By Andrew Hammond
Saudi mobile operator Mobily has stopped users from text message voting for an Arab "Star Academy" competition because of an Islamic decree branding the reality show immoral, the company said on Monday.
Saudi religious scholars last May condemned the hugely popular talent show aired by Lebanese channel LBC as a crime against Islam when a young Saudi returned to a hero's welcome after winning in the Lebanese capital Beirut.
"The decision was taken last night because of a fatwa (religious decree) issued last year, since the program is culturally inappropriate," spokesman Humoud Alghodaini said.
"It shows men and women living in one house, sometimes semi-naked and in inappropriate situations," he added.
The program entered its third season last week with two 21-year-old Saudi men among the 19 contestants from around the Arab world who will share a house 24 hours a day in a bid to win a recording contract.
Saudi Arabia, home to the puritan Wahhabi school of Islam, requires women to be fully covered and accompanied by a male relative in public.

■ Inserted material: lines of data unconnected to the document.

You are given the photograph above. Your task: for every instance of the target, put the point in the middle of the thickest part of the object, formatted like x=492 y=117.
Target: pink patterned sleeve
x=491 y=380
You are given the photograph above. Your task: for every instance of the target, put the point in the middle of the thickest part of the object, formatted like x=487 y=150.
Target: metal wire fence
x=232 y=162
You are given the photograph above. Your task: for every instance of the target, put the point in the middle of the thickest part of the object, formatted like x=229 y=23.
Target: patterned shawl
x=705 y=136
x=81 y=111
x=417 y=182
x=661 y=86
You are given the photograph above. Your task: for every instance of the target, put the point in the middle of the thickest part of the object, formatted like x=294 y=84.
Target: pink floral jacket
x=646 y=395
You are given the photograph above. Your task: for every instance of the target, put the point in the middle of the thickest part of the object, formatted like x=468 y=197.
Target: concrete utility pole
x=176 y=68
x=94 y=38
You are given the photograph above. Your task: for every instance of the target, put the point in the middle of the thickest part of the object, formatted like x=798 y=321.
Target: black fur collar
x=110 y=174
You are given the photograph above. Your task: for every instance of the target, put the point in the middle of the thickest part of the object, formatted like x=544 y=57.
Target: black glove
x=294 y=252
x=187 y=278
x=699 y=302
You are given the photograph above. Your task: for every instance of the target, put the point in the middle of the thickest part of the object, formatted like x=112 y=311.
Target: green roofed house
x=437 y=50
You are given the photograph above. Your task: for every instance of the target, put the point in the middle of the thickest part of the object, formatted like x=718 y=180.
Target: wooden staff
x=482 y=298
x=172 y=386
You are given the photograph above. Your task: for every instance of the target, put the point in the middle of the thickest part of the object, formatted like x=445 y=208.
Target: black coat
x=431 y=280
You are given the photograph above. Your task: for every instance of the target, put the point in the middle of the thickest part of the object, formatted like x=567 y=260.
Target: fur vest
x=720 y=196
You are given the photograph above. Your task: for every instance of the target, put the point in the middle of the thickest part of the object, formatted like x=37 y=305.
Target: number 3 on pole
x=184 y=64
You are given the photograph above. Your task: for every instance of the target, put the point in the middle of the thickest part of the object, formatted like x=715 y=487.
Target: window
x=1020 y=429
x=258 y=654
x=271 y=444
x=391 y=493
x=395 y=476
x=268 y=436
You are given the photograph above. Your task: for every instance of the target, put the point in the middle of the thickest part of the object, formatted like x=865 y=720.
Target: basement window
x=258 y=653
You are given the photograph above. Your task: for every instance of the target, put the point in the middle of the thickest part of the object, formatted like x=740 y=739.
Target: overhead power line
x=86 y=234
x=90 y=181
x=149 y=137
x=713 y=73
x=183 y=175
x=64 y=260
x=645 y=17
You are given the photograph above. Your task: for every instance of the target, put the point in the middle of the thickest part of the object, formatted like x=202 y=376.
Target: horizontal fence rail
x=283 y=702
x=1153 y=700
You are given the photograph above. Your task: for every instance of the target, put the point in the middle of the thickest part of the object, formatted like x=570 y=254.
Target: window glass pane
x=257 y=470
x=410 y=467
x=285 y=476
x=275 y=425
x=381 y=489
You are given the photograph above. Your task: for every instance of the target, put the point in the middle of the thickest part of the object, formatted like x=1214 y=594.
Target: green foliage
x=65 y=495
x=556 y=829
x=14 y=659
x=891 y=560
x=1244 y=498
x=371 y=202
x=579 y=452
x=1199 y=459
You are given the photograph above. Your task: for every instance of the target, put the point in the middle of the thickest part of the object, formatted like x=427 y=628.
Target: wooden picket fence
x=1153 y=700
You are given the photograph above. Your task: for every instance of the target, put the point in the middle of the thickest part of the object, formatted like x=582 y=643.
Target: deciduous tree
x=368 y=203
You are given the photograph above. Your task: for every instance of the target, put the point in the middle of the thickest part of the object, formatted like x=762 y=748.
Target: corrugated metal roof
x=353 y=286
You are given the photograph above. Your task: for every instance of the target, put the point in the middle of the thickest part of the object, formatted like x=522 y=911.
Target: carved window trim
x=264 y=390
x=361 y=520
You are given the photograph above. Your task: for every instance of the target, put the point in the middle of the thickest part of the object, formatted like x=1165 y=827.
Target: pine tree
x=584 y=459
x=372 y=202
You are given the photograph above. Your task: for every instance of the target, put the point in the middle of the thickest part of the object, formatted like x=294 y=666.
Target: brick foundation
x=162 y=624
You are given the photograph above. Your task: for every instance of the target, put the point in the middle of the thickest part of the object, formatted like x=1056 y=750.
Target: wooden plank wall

Mixing of unmarried men and women is forbidden.
Saudi Telecommunications Co. (STC), the main mobile firm in the conservative kingdom, said last January it would block customers from voting by text message.
STC has around 10 million subscribers compared to the two million of new-comer Mobily, which is owned by United Arab Emirates' telecom firm Etisalat.
"We will definitely lose money, but how much, I don't know," Alghodaini said about the decision. "If we don't (stop messaging) it would backfire on us and affect our brand."
April's victory by Hisham Abdulrahman triggered the closest thing to pop hysteria in ultra-conservative Saudi Arabia, as admirers rushed to shake his hand or even kiss him at a public appearance in a Riyadh shopping mall.
Users in a Saudi Web chatroom often used by Islamists praised the messaging ban. "We have to say thank you to these companies for their initiative and for respecting young people," one said in a posting.
Some music fans say they managed in the past to vote via the Internet, bypassing the government server which controls access.